Теперь возмутиться захотелось и мне. Быть специально кем-то подготовленным карасем – увольте.

– Постойте, но зачем им кого-то специально готовить, когда есть эти ваши биомуляжи? Для чего-то же их ваши пришельцы засылают?

– Предположительно в качестве зондов, сборщиков информации. И потом – не все ли равно зачем? Они есть, действуют, но для нас абсолютно бесполезны.

– А тогда, как вы объясните, что сами имели контакт с цивилизацией Дефективных?

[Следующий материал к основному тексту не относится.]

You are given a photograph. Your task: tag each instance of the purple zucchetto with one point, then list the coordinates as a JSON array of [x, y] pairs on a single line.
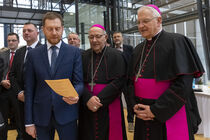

– Я же и говорю – так вас подготовили, что рядом с вами практически любой человек может контактировать. Понимаете, насколько это важно?

– Ага, значит это был все же контакт? – возрадовался Сеня и стал бросать беспокойные взгляды на спонсоров.

Те, между тем, сгруппировались между собой и беседовали о чем-то отвлеченном. Но они уловили взгляды Сени и отреагировали должным образом. Осинский разлил всем по фужерам и провозгласил:

– Поздравляю вас, Игорь Мстиславович, поздравляю. Давно бы так. За вас, господа!

– Ну вот, теперь вы, братцы, знаете все, почти столько же, сколько и мы, – вступил Шмаков. – И позвольте уж мне вас спросить – согласны ли вы, милостивые государи, вступить в Содружество Кольца?

– Это какого Кольца – это по Толкиену? – не совсем сориентировался Сеня.

– Э нет, старик. Не по Толкиену. По Ефремову, Ивану Антоновичу.

Я поперхнулся шампанским, оно шибануло мне в ноздри и потекло по рубашке.

– Ребята, – жалким голосом пролепетал я, – но ведь у Ивана Антоновича это происходит в далеком будущем, когда человечество слилось в одну семью…

– Где та семья, а где мы! Космос вот он, уже ждет нас. И что нам отвечать на его приглашение к братству? Подождите, ребята, пускай пройдет пара-тройка тысячелетий, мы сольемся, и вот тогда… А мы вот, здоровые и ко всему готовые.

– Но как же ультиматум? Я приглашения что-то не уловил, – вспомнил я о требованиях Дефективных. – Как-то они с нами уничижительно.

– Я в курсе, – сказал Осинский. – По поводу ультиматума примем меры. Наверное, с этой цивилизацией нам не по пути. Они ведь сами сказали, что отщепенцы и всех ненавидят.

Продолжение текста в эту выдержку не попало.